Isaiah Thomas scored 53 points in the Boston Celtics’ Game 2 win over the Washington Wizards on Tuesday. It was an incredible follow-up to a 33-point performance that led his team to a win in Game 1.
Isaiah Thomas is making a mockery of the teams that traded him
Thomas has emerged as an All-Star in Boston after Sacramento and Phoenix dealt him for pennies on the dollar.


Thomas did it on the day his sister would have been 23 years old. The day before the second round began, he flew across the country and back to deliver the eulogy at her funeral. He scored 53 points with a swollen face, after his front tooth was knocked out during Game 1 and uncomfortably replaced with a false one. He did it against a Wizards team that tried to use every physical advantage to break their opponent.
And he did it after two floundering franchises gave up on him.
Give credit to the Sacramento Kings (a phrase you won’t hear often): They selected the undersized guard dead last in the 2011 NBA draft, and 29 teams wish they could have a redo.
But the Kings gave up on Thomas even as he showed flashes of the player he would become in Boston.

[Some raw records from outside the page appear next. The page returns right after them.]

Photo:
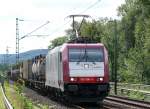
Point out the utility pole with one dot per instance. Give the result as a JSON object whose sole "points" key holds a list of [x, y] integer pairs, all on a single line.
{"points": [[115, 54], [7, 55], [17, 42]]}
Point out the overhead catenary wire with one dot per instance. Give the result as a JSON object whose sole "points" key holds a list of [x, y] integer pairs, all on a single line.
{"points": [[28, 34], [89, 7]]}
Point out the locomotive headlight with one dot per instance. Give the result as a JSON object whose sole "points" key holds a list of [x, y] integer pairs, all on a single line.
{"points": [[101, 79], [72, 79]]}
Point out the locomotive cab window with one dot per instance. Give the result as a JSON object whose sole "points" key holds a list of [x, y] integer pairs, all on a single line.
{"points": [[85, 55]]}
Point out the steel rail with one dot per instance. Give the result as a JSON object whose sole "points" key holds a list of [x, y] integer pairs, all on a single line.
{"points": [[129, 102]]}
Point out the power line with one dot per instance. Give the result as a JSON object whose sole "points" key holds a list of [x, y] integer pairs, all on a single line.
{"points": [[58, 29], [91, 6], [28, 34]]}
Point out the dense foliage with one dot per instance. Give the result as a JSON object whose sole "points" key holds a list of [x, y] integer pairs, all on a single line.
{"points": [[132, 33]]}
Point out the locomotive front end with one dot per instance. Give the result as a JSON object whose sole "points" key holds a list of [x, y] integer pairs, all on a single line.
{"points": [[88, 76]]}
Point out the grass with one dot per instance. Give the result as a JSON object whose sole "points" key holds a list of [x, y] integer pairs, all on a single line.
{"points": [[18, 100], [2, 106]]}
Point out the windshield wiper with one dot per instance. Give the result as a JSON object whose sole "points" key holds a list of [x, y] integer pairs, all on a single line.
{"points": [[82, 57]]}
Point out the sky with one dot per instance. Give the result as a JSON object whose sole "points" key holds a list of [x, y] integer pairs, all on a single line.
{"points": [[34, 13]]}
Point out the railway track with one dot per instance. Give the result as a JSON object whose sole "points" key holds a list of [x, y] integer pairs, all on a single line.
{"points": [[123, 102], [7, 103]]}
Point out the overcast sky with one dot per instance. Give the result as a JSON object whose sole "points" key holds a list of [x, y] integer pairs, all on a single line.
{"points": [[37, 12]]}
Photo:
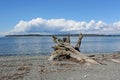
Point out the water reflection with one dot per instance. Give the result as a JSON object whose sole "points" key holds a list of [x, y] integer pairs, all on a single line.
{"points": [[42, 45]]}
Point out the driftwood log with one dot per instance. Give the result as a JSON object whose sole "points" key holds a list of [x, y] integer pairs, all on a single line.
{"points": [[64, 50]]}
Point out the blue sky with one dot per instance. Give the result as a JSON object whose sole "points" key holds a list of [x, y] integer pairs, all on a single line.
{"points": [[101, 13]]}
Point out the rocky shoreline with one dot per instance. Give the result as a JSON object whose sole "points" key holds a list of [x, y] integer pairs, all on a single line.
{"points": [[37, 67]]}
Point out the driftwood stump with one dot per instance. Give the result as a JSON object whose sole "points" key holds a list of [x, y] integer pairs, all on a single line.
{"points": [[64, 50]]}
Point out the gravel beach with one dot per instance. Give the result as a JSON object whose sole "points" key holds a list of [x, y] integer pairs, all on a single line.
{"points": [[37, 67]]}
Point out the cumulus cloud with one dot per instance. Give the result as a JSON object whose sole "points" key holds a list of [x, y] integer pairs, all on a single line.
{"points": [[40, 25]]}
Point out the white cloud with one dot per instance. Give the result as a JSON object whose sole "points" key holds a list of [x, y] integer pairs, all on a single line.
{"points": [[40, 25]]}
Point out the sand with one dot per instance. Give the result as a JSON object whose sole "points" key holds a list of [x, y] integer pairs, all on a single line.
{"points": [[37, 67]]}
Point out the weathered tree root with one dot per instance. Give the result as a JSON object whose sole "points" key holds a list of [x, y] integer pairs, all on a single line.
{"points": [[64, 50]]}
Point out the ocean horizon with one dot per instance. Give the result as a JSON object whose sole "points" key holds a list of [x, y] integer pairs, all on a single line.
{"points": [[42, 45]]}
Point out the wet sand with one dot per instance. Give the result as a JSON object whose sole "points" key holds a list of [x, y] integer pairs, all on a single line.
{"points": [[37, 67]]}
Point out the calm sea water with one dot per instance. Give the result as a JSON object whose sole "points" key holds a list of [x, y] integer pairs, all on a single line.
{"points": [[42, 45]]}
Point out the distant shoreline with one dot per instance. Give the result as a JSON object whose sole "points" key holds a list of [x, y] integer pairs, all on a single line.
{"points": [[39, 35]]}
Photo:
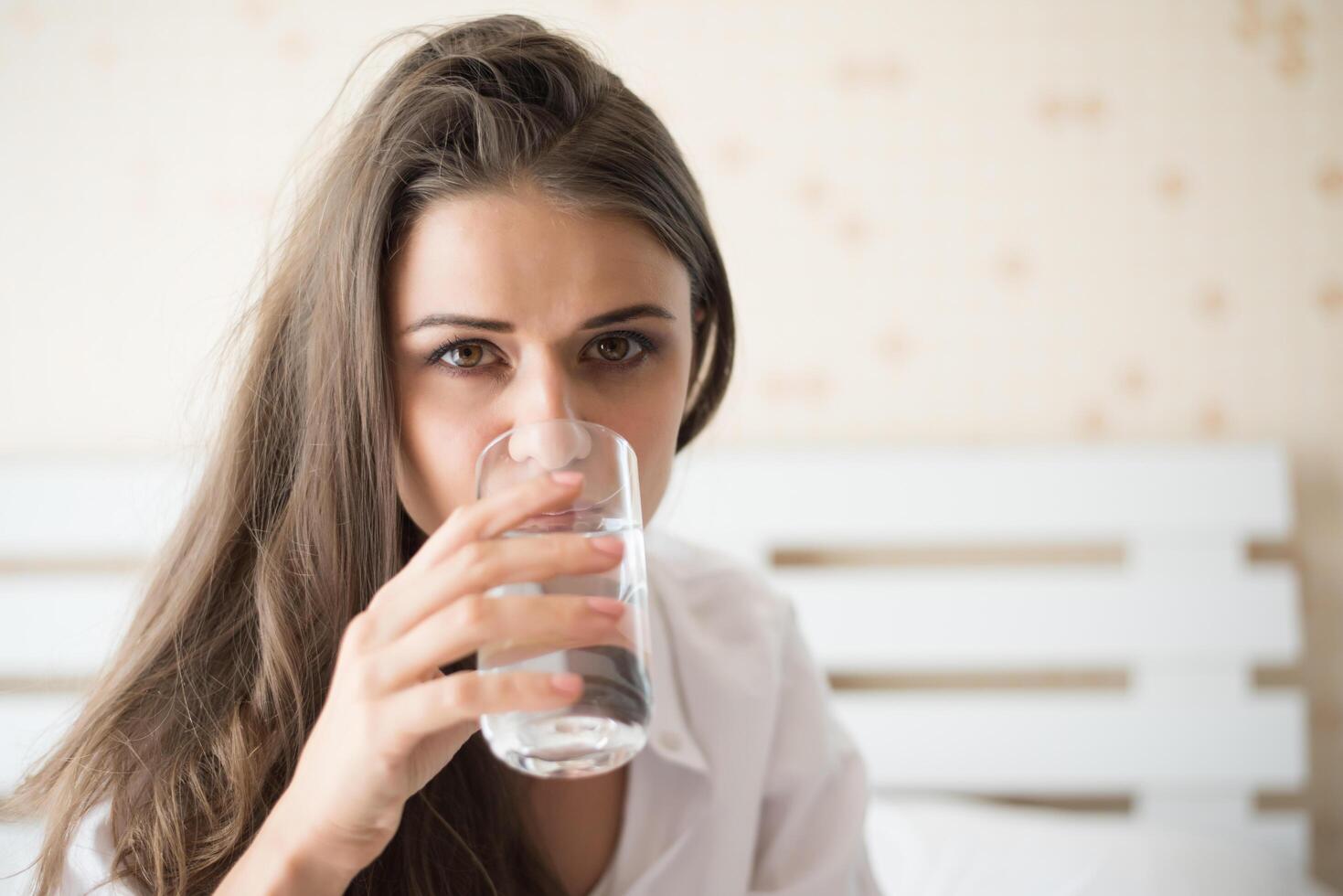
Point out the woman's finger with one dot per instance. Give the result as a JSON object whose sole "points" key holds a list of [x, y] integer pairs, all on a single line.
{"points": [[463, 696], [480, 566], [501, 630], [497, 513]]}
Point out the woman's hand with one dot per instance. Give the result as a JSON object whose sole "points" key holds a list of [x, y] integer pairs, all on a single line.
{"points": [[392, 719]]}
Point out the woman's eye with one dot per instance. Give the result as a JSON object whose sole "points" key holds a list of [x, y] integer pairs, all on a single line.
{"points": [[617, 348], [465, 354]]}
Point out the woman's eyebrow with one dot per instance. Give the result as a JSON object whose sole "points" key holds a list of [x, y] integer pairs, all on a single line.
{"points": [[618, 316]]}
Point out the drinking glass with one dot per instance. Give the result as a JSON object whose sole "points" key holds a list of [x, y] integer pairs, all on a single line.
{"points": [[607, 724]]}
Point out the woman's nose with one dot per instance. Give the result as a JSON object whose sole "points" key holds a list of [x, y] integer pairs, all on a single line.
{"points": [[547, 398], [552, 443]]}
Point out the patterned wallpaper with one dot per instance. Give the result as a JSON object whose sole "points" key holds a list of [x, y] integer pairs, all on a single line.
{"points": [[970, 220]]}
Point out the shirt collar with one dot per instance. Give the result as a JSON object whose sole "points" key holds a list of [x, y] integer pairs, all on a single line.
{"points": [[669, 731]]}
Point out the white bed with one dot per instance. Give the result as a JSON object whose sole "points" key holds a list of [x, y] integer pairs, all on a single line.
{"points": [[1186, 739], [1051, 564]]}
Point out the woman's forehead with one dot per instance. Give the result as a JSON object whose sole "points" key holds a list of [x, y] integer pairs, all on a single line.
{"points": [[504, 257]]}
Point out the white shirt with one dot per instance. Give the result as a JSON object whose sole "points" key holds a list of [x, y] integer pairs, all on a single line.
{"points": [[748, 782]]}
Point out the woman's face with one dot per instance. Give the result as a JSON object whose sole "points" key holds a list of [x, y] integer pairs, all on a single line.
{"points": [[535, 280]]}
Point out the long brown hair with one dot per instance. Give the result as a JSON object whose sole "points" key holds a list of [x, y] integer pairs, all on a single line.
{"points": [[195, 727]]}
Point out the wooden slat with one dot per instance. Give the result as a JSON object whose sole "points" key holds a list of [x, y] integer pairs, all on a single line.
{"points": [[91, 508], [870, 620], [19, 842], [750, 497], [62, 626], [1085, 743], [30, 724]]}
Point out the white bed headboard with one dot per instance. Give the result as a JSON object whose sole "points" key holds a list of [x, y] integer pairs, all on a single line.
{"points": [[1183, 613], [1179, 612]]}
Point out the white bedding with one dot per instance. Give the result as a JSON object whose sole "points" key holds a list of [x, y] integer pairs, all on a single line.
{"points": [[961, 847]]}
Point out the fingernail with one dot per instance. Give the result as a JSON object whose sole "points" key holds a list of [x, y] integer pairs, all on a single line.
{"points": [[609, 606], [567, 683]]}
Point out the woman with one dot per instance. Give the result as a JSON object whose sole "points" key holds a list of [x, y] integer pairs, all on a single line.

In his third and final season in Sacramento, Thomas averaged more than 20 points and six assists per game. The Kings ultimately traded him for pennies on the dollar, signing him to a four-year, $28 million deal then shipping him to the Phoenix Suns for Alex Oriakhi (the No. 57 pick in the 2013 draft) and a $7 million trade exception.
Oriakhi now plays pro ball in Puerto Rico, and Sacramento, in all its glorious dysfunction, let the trade exception expire, unused.
Amazingly, the Suns then let go of Thomas only halfway through his first season in town. Phoenix moved him on the final hectic day of the 2015 trade deadline. He was a key piece of a three-team trade with multiple moving parts:
The Suns received: Marcus Thornton (via Boston), Cleveland’s 2016 first-round pick (via Boston)
The Celtics received: Isaiah Thomas (via Phoenix)
The Pistons received: Tayshaun Prince (via Boston)
Boston originally picked up Cleveland’s 2016 first-rounder in a three-team trade (including Brooklyn) that freed up cap room for the Cavaliers to sign LeBron James. The Cavs shipped Jarrett Jack and Sergey Karasev to the Nets and sent Tyler Zeller and that first-rounder to the Celtics.
Cleveland then sent that pick to Phoenix, which selected a promising young forward Skal Labissiere in last year’s NBA draft at 27th overall.
Now, that trade has the potential to bite Cleveland in the cheeks.
Thomas has emerged as a stud in Boston, earning his second All-Star appearance this year. He averaged 29.8 points per game in the regular season, powering Boston to the best record in the Eastern Conference, ahead of the defending NBA champions.
Thomas has become the most lethal late-game scorer in the league, underscored by 29 points in the fourth quarter and overtime in Game 2 against the Wizards. He has now led the Celtics to six consecutive playoff victories, and is eyeballing a seventh and an eighth in Washington as Boston attempts to complete a series sweep.
And the Kings, Suns, and Cavaliers all helped make it possible.